Alternative and complementary medicines

In addition to conventional medicine, “alternative and complementary” medicines are possible and often useful for LMs. They should in no way replace conventional medicine or the follow-up of patients by multidisciplinary medical teams.

With lack of any study validating the superiority of such alternative medicines compared to placebo, they seem to constitute an added value in improving well-being, alleviating pain, acting on inflammatory flares, regulating emotions and sleep disorders, preventing depression and stress, or helping with school integration, accepting one's differences and better living with stares from the public. They allow for better mobilizing the psychosomatic resources of patients and take part in a global approach. Such alternative therapies include body and mind therapies (medical hypnosis, meditation, sophrology, the Surrender method, etc.), manual therapies (osteopathy, chiropractic, massages, drainage, etc.), comprehensive approaches based on theoretical bases that are specific to them (acupuncture, homeopathy, etc.) and biological therapies, which are based on natural products (phytotherapy, etc.). These products, if taken orally, can interact with medications, which needs to be rigorously checked.

Psychological support

The complex forms of LMs can be difficult to live with for the patient and the family and justify at least a proposal for a psychological interview with, if necessary, prolonged follow-up (management of self-esteem, anxiety and pain, stares from the public, etc.).

Social support

Depending on local or national legislation, various aids may be possible (adaptation of the workspace, school aids, suspension of the professional activity of a parent to take care of the child, etc.).

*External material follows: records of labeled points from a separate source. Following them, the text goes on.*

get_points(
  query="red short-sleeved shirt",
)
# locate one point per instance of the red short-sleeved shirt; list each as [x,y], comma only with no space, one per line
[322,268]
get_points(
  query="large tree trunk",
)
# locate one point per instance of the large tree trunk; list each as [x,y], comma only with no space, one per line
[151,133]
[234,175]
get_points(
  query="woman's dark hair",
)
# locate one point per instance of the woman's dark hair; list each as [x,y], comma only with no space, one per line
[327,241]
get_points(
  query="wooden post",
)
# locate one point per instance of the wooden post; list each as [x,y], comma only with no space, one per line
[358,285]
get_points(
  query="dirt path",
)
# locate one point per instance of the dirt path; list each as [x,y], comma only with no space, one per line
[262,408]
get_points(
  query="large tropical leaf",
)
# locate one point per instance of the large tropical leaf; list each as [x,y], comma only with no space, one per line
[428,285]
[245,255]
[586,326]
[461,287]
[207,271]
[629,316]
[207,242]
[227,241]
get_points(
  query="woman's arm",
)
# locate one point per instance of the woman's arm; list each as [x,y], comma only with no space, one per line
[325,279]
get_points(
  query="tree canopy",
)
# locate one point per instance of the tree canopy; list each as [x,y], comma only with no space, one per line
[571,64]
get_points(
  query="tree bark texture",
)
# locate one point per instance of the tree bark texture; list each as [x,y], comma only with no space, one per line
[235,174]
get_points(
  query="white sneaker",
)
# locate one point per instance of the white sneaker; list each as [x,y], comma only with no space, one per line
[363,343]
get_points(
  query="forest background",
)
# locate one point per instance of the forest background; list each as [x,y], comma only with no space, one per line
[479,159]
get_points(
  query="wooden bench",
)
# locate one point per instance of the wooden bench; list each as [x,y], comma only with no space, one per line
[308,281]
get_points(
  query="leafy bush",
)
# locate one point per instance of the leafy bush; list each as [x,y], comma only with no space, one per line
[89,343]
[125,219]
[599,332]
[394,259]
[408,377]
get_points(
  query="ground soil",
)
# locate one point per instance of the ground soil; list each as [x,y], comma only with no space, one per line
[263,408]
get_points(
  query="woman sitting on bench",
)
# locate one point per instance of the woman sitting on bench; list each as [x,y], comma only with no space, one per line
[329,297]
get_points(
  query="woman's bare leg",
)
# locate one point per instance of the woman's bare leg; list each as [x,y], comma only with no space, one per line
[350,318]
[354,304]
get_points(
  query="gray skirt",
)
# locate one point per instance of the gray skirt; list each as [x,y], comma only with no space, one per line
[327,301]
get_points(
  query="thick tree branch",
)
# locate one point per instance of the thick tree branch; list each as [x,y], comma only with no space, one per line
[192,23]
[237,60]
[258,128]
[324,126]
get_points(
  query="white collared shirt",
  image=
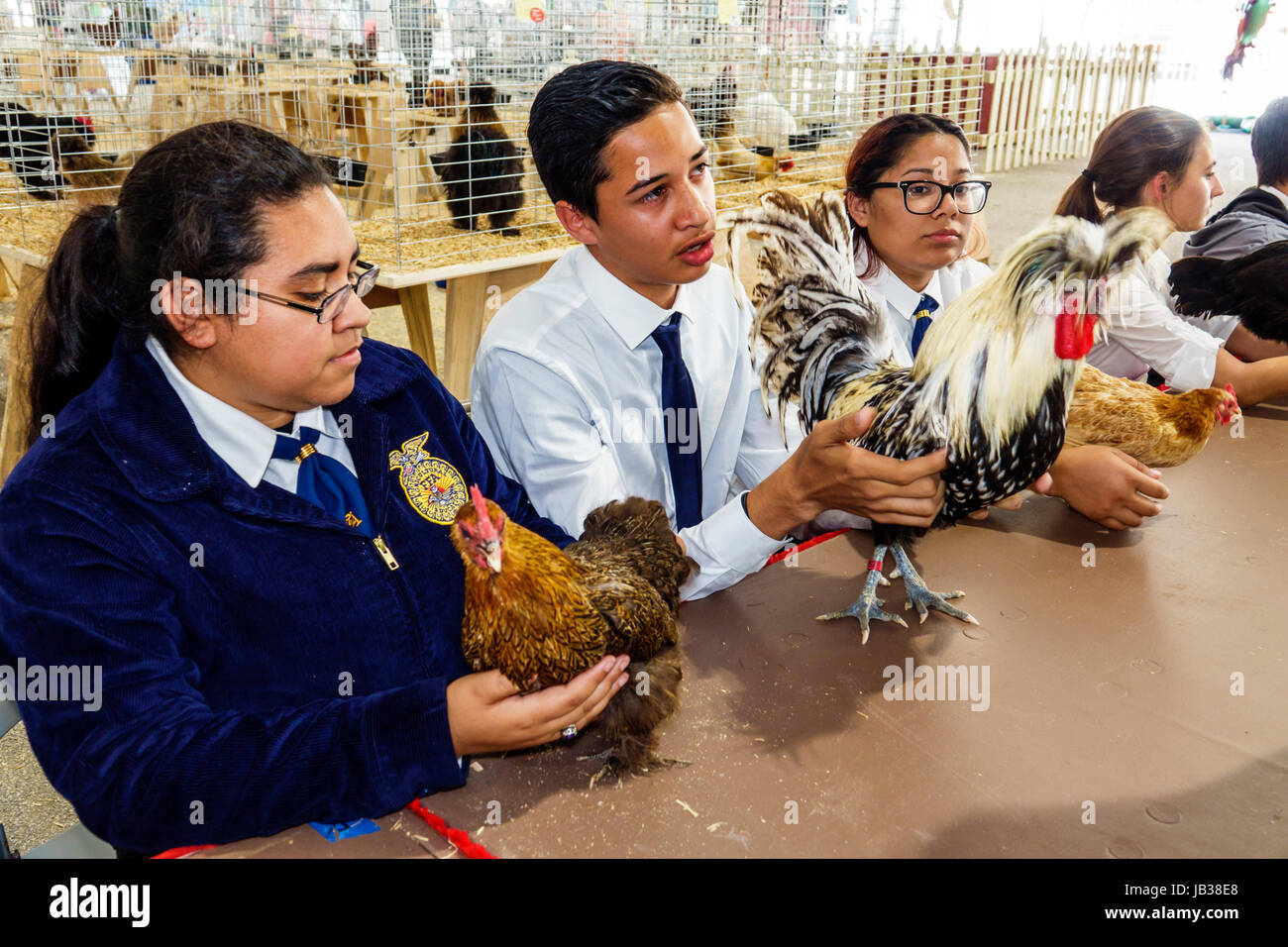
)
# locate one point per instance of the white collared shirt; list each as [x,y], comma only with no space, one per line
[243,442]
[902,300]
[1144,333]
[567,392]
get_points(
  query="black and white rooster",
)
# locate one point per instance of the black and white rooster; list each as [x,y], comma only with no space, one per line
[992,379]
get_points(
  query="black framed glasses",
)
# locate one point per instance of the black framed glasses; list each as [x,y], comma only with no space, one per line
[925,196]
[334,304]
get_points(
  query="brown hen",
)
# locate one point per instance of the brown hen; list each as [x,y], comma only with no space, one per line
[1155,428]
[542,616]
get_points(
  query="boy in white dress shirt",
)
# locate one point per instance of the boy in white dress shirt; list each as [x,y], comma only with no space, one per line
[626,369]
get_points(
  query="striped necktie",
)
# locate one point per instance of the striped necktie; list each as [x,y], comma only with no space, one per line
[922,320]
[325,480]
[678,395]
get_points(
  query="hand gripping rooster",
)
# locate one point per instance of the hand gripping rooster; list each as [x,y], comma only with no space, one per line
[542,616]
[992,379]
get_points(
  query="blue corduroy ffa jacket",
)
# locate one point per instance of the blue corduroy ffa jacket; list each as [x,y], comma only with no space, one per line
[262,664]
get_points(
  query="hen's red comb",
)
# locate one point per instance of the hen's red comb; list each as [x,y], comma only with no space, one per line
[487,528]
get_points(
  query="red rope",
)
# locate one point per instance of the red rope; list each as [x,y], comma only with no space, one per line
[806,544]
[465,845]
[181,851]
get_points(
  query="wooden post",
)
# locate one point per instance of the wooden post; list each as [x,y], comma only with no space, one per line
[17,410]
[472,302]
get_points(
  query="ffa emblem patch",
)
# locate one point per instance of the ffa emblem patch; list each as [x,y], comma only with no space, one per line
[433,486]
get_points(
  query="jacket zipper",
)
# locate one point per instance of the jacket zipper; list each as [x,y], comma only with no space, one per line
[382,548]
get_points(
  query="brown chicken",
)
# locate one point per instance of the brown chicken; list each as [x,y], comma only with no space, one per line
[1155,428]
[542,616]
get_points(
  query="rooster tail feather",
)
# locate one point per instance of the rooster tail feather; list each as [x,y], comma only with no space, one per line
[1201,283]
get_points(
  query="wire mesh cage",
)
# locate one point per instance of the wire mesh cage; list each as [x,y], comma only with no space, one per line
[420,106]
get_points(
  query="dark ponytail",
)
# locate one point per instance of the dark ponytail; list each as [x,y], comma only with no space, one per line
[192,205]
[879,150]
[75,316]
[1132,149]
[1080,200]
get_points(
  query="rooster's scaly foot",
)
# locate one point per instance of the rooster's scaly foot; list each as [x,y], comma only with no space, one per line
[868,605]
[923,598]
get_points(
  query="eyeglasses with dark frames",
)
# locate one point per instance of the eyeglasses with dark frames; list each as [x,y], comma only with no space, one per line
[334,304]
[923,197]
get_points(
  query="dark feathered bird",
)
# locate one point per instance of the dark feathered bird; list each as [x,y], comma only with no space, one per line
[542,616]
[30,146]
[482,170]
[1253,287]
[992,379]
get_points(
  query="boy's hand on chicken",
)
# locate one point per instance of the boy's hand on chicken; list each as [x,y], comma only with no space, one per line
[827,472]
[485,711]
[1108,486]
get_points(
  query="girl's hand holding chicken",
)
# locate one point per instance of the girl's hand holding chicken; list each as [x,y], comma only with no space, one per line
[1108,486]
[487,712]
[827,472]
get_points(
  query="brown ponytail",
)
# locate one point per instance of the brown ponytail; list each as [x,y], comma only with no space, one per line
[1132,149]
[191,205]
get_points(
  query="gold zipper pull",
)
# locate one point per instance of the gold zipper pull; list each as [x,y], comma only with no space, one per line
[382,548]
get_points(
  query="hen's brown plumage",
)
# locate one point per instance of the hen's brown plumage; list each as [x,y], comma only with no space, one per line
[544,615]
[1155,428]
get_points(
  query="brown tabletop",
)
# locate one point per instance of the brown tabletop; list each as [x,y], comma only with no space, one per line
[1134,706]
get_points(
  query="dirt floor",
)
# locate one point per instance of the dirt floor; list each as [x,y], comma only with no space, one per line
[33,812]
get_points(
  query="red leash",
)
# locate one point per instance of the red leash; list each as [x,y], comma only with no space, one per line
[465,845]
[806,544]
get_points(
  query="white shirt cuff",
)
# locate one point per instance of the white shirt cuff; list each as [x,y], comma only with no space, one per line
[726,547]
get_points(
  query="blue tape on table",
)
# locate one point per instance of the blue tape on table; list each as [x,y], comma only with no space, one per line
[334,831]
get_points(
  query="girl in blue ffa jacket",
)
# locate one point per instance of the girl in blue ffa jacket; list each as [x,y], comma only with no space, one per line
[239,509]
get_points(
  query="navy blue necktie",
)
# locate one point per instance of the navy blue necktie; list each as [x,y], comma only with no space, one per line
[925,305]
[678,395]
[325,480]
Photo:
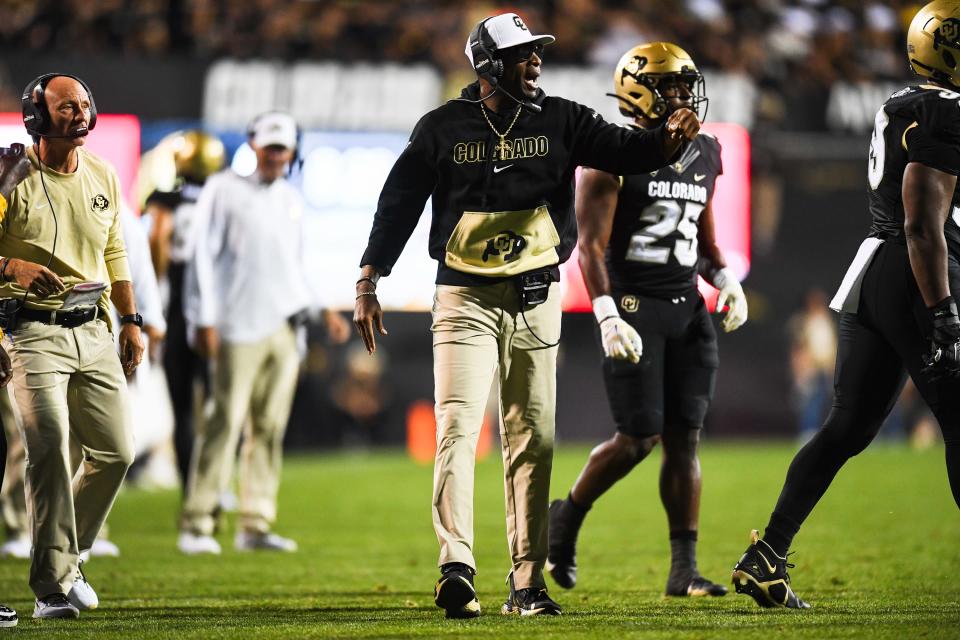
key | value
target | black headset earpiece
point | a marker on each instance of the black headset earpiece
(484, 52)
(33, 105)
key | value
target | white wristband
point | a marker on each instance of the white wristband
(720, 278)
(604, 307)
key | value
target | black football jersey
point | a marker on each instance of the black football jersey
(653, 243)
(919, 123)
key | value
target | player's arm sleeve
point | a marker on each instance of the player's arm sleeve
(115, 252)
(201, 295)
(935, 140)
(146, 291)
(614, 149)
(404, 195)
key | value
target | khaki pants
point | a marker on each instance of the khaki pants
(256, 380)
(13, 496)
(69, 383)
(478, 332)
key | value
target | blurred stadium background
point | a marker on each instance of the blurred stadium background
(795, 84)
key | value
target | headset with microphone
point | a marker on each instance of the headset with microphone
(36, 115)
(36, 120)
(489, 66)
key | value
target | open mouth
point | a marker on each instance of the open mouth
(531, 79)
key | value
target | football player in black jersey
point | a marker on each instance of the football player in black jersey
(897, 310)
(643, 240)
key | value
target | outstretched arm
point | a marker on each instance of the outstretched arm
(597, 195)
(713, 267)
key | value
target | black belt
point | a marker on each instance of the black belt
(68, 319)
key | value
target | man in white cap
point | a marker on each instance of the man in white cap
(499, 163)
(246, 285)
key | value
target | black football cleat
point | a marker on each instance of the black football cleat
(454, 592)
(562, 546)
(762, 575)
(532, 601)
(695, 587)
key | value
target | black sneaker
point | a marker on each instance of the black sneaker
(532, 601)
(562, 546)
(695, 586)
(455, 593)
(762, 575)
(8, 617)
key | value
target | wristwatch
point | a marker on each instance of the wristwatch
(133, 318)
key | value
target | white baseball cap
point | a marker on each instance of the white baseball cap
(508, 30)
(274, 127)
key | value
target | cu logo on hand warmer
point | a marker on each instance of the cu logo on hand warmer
(506, 243)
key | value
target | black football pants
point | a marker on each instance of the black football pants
(878, 347)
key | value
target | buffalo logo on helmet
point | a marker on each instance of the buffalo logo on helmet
(933, 42)
(99, 203)
(506, 243)
(640, 75)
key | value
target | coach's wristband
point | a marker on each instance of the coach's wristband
(604, 308)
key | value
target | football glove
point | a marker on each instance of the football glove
(731, 296)
(620, 340)
(944, 357)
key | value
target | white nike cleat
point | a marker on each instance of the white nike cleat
(81, 594)
(194, 544)
(55, 605)
(257, 541)
(8, 617)
(18, 548)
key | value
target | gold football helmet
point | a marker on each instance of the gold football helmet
(196, 155)
(640, 71)
(933, 42)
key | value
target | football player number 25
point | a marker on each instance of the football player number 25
(878, 150)
(666, 217)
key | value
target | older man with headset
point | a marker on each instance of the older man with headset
(499, 163)
(247, 287)
(63, 262)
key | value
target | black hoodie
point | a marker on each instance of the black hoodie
(452, 155)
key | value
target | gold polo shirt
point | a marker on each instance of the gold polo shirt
(89, 242)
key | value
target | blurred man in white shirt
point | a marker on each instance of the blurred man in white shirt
(247, 282)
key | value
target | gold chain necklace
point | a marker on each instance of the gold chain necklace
(505, 150)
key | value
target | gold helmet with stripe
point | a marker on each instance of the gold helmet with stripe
(933, 42)
(197, 155)
(637, 79)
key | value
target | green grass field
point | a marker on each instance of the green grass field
(878, 558)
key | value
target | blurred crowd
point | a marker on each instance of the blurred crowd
(783, 41)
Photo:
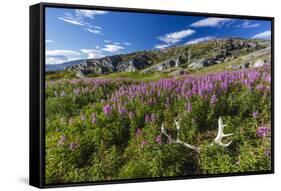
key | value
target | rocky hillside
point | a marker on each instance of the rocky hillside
(183, 58)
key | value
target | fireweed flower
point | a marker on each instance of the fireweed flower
(122, 110)
(144, 142)
(267, 153)
(82, 117)
(131, 115)
(147, 118)
(73, 146)
(107, 109)
(153, 117)
(214, 99)
(256, 114)
(62, 140)
(55, 94)
(62, 94)
(189, 107)
(158, 139)
(94, 119)
(262, 131)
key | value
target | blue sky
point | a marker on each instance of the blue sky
(73, 34)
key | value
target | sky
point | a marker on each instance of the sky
(74, 34)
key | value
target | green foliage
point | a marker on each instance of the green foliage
(86, 142)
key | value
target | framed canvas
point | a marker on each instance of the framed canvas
(121, 95)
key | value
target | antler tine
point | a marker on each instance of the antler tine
(221, 135)
(197, 149)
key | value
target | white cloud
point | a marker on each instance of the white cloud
(247, 24)
(93, 54)
(95, 31)
(79, 18)
(172, 38)
(97, 27)
(263, 35)
(69, 18)
(112, 48)
(61, 52)
(198, 40)
(49, 41)
(162, 46)
(210, 22)
(89, 13)
(61, 56)
(126, 43)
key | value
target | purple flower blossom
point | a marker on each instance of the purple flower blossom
(263, 131)
(158, 139)
(138, 132)
(153, 117)
(267, 153)
(147, 118)
(62, 94)
(189, 107)
(256, 114)
(82, 117)
(94, 119)
(107, 109)
(73, 146)
(122, 110)
(62, 140)
(144, 142)
(214, 99)
(131, 115)
(55, 93)
(260, 87)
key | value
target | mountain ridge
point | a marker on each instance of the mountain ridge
(191, 56)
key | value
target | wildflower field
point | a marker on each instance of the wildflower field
(109, 129)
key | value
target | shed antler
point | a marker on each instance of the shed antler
(177, 140)
(218, 139)
(221, 135)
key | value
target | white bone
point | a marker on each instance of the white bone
(177, 140)
(221, 135)
(218, 139)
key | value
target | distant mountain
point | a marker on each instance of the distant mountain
(178, 59)
(58, 67)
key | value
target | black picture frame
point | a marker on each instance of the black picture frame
(37, 96)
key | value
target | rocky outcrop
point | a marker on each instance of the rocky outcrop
(173, 62)
(192, 56)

The patient or family must be referred to the social service department of the hospital or patient associations.

Monitoring

Patients must be informed of the chronic nature of the pathology, the need for prolonged follow-up, and the generally incompletely curable nature of the lesions [22]. The frequency of follow-up depends on the intensity of the damage; in all cases, the involvement of the attending physician and a specialized multidisciplinary team is essential, especially during adolescence. The French rare diseases network are organized in such a way as to systematically propose a transition between pediatric and adult care. This transition generally takes place around 18 years of age, and the patients are directed towards adapted adult care.

Pregnancy

Pregnancy does not seem to significantly affect the evolution of LMs. However, cases of inflammatory attacks and an increase in volume of the LM have been mentioned after delivery. Basic treatments should be avoided as much as possible during pregnancy. Sirolimus, for example, should be suspended a few weeks before planning conception and not be administrated during pregnancy and breastfeeding.

Genetic counseling

In isolated LMs and syndromic forms, somatic (mosaic) mutations have sometimes been identified, affecting the PIK3CA gene. This situation considerably reduces the risk of recurrence in the offspring of an affected individual or any siblings, and thus parents can be reassured.

Conclusion

This work summarizes knowledge, the state of the art and the main indications for assessment and management of LM in 2022. It confirms the decreasing importance of surgery in favor of sclerotherapy and other drug therapies. More than ever, decisions regarding LM patients must be made during multidisciplinary meetings and by teams accustomed to their care.